Ik stel mij hier vragen bij, maar opnieuw moet ik opletten want ik was er in het verleden niet zelf bij en ik weet niet concreet welke stappen al ondernomen waren. Keek ik juist met een frisse blik op een situatie waar werkleiders niet langer kritisch op konden kijken omdat dit al zo lang aansleept of is het echt toneel van W. en trapte ik hierin? Ik ben tenslotte nieuw in de organisatie en nog lerende. Ik kreeg ook de feedback dat ik moeilijk kan loslaten. Is dit iets dat ik moet loslaten? Toen ik de reacties op W. haar situatie vernam vroeg ik mij af of we echt niet meer konden doen. Het feit dat ze zo openlijk verteld over haar problemen, dat ze paniekaanvallen heeft en ze juist zo ‘dramatisch’ overkomt, komt voor mij over als een roep om hulp. Hebben we alles wel geprobeerd? Kunnen we haar niet doorverwijzen? Wat wilt ze eigenlijk zelf? Wat doet onze reactie (niets doen) eigenlijk met haar? Wat als het haar echt te veel wordt? …Net zoals bij Gabriel in de documentaire, onderneemt niemand eigenlijk echt actie voor W. binnen WEB. Diegene die er iets over zeggen, die het opnemen voor haar, krijgen geen gehoor want het is toch maar een toneeltje dat ze speelt.
Naar aanleiding van deze documentaire heb ik naar informatie gezocht over het jeugdzorg in Vlaanderen. Hier valt redelijk veel over te vinden zoals bijvoorbeeld zes veelbelovende bouwstenen die ervoor zorgen dat minderjarigen en hun gezin makkelijker de hulp krijgen die ze nodig hebben.
- Eigen kracht: De hulpverlening vertrekt
van de eigen kracht van jongeren en hun omgeving.
- Tijdige toegang: Wie een hulpvraag heeft,
vindt vlot de weg naar jeugdhulp. De intersectorale toegangspoort zorgt ervoor dat wie
ingrijpende hulp nodig heeft, die ook krijgt.
- Continuïteit: Goed verwijzen zorgt sneller voor gepaste
hulp.
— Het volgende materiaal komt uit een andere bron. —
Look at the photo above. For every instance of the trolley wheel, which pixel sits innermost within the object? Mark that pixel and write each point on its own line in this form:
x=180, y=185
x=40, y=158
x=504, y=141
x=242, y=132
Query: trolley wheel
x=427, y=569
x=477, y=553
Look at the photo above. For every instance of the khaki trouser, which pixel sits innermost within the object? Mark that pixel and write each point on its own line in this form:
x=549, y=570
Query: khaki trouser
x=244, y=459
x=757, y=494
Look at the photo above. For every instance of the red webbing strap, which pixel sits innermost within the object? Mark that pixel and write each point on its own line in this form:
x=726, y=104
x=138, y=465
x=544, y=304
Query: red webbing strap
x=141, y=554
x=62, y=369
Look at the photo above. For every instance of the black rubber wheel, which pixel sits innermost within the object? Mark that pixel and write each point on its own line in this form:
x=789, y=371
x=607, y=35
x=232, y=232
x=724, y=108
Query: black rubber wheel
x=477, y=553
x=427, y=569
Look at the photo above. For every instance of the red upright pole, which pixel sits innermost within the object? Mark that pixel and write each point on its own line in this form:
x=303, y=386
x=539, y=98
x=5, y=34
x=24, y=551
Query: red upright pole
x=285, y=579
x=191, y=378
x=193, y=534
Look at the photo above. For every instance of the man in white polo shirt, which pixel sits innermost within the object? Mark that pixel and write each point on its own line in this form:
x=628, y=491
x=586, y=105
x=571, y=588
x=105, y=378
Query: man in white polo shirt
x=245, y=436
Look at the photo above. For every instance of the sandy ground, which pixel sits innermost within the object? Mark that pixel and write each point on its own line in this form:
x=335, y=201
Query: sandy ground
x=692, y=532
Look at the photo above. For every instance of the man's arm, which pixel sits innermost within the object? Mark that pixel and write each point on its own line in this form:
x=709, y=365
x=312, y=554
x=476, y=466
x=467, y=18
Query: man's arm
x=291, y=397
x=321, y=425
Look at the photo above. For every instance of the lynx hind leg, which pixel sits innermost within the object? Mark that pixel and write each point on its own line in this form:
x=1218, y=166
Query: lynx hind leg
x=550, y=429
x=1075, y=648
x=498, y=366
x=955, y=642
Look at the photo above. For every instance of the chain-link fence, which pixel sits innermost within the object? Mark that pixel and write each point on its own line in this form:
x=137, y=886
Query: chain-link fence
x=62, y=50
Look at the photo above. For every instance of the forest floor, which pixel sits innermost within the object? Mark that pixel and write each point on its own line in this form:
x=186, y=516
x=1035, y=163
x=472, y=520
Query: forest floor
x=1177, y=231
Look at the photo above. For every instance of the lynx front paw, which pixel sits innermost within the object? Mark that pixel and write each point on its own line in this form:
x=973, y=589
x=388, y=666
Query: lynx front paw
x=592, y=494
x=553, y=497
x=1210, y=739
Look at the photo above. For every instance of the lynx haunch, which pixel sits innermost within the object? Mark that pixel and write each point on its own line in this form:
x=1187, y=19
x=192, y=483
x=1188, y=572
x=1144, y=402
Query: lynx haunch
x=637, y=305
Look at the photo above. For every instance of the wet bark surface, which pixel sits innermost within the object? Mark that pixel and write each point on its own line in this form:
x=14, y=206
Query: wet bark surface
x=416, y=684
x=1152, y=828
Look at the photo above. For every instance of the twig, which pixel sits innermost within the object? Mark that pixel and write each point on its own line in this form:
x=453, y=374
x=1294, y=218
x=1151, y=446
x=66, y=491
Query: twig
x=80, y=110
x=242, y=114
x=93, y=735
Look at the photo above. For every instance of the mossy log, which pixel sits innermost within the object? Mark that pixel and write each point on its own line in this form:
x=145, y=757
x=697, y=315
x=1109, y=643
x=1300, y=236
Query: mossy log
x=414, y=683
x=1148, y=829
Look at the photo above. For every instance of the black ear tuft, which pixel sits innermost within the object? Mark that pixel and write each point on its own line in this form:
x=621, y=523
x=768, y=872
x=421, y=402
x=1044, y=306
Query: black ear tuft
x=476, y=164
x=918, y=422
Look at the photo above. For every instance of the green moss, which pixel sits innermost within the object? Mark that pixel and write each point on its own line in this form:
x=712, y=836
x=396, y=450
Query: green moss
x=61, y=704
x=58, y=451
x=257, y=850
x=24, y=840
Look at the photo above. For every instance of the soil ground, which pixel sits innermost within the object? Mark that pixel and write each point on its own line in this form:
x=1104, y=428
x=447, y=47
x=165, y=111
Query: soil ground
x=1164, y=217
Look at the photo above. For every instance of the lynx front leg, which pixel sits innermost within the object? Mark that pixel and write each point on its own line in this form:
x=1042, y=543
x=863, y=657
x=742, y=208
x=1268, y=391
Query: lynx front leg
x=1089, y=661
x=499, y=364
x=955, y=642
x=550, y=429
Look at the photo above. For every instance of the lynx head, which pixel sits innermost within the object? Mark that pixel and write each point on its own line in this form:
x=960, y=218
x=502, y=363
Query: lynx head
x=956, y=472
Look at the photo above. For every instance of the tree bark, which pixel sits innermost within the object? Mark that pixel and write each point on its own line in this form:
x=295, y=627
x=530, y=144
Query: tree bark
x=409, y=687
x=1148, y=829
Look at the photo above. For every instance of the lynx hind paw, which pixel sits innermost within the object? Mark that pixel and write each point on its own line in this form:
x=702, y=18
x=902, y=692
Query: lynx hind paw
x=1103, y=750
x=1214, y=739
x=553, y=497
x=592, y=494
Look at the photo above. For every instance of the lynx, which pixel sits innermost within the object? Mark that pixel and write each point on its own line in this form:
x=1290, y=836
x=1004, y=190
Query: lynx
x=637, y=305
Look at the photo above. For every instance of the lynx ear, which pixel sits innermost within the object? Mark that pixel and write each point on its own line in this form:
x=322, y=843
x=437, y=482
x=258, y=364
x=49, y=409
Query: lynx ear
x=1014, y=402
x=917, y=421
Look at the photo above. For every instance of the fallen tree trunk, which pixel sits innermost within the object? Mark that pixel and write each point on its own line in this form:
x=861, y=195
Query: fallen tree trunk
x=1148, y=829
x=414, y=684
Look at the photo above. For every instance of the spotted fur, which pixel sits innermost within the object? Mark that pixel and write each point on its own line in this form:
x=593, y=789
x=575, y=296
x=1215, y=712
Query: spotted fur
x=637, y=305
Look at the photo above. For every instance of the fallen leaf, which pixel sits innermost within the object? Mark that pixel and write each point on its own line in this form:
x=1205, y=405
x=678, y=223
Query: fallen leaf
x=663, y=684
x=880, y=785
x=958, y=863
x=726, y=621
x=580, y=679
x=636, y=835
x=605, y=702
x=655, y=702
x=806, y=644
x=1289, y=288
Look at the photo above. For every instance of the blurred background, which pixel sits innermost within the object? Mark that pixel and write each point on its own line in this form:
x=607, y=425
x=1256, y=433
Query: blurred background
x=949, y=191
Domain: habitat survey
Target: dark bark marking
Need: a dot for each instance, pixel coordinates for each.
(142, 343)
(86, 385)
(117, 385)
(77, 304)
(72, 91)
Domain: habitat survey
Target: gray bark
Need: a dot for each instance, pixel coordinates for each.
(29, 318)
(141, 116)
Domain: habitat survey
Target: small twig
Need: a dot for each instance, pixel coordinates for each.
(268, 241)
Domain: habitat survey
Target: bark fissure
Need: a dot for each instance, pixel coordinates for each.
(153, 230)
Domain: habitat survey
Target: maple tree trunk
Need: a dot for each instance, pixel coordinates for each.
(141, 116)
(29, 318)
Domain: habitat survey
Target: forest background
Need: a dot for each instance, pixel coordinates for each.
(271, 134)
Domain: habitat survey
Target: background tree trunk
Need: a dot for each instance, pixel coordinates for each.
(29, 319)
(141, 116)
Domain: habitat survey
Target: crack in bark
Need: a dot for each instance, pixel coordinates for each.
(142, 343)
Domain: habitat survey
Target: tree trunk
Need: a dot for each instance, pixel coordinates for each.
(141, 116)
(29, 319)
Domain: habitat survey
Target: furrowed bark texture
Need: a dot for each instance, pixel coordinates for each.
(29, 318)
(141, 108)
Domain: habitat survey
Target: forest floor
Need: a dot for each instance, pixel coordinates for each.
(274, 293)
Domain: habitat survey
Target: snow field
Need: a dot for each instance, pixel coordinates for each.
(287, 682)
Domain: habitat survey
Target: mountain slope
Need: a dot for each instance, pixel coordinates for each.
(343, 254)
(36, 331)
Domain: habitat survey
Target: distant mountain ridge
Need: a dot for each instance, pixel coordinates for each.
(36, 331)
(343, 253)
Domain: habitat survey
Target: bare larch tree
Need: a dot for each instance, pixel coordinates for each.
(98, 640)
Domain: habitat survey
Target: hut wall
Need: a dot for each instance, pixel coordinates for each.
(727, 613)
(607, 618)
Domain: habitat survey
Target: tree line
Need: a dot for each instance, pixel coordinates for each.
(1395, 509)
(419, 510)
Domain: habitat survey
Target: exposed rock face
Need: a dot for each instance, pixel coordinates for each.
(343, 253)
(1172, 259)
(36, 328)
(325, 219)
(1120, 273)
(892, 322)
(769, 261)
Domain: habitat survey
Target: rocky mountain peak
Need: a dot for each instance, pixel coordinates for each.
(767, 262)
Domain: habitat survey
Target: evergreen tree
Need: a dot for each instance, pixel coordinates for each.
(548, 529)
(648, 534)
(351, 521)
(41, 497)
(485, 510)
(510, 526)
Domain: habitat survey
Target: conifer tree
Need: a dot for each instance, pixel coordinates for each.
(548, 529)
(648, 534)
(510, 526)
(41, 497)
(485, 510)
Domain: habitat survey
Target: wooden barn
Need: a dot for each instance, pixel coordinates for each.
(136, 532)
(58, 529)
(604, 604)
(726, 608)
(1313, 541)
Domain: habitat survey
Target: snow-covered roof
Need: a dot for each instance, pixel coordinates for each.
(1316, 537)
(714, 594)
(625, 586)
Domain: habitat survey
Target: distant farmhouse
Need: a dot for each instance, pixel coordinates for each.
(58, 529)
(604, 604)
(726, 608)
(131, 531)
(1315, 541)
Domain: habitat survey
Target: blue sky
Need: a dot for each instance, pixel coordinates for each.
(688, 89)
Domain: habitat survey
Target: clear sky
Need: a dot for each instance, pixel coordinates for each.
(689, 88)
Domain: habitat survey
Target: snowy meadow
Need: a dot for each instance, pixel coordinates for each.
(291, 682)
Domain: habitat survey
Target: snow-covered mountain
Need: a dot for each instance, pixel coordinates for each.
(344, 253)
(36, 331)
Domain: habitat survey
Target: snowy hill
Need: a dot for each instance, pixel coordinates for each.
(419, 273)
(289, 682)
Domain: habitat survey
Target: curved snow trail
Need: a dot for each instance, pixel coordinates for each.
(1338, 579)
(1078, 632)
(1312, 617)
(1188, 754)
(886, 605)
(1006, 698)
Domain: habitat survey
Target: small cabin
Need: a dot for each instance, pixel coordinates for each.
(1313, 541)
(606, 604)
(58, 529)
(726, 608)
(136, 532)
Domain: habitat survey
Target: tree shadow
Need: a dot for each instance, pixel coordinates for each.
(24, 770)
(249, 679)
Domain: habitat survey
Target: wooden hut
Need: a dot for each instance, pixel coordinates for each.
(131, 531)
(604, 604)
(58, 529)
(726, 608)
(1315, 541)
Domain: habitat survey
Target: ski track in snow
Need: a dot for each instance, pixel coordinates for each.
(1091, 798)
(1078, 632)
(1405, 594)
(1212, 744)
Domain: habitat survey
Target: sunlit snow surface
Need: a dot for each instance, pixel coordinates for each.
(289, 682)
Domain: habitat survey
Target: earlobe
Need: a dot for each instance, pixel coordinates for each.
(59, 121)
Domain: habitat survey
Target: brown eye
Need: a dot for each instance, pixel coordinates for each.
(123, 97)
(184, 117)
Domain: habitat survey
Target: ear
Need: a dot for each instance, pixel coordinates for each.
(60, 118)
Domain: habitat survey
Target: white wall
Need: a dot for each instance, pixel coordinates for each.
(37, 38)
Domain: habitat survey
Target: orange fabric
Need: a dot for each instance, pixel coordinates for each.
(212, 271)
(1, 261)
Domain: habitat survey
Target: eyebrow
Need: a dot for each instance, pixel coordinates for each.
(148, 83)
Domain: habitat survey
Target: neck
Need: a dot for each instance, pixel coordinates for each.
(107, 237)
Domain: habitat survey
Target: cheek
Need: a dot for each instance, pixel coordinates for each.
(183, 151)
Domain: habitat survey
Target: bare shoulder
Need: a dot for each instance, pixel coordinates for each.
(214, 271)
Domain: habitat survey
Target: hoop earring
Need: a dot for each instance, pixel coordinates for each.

Cliëntoverleg en bemiddeling vermijden breuken in de hulp.
- Omgaan met verontrusting: Hulpverleners die verontrust
zijn over de integriteit van een minderjarige, kunnen terecht bij een voorziening die het
mandaat heeft om op te treden: een ondersteuningscentrum jeugdzorg of vertrouwenscentrum
kindermishandeling.
- Crisisjeugdhulp: Voor wie dringend hulp nodig heeft, is
er crisishulp, 7 dagen op 7, 24 uur op 24.
- Participatie: Kinderen, jongeren en hun gezinnen spreken
mee over hun hulpverlening. En over het beleid.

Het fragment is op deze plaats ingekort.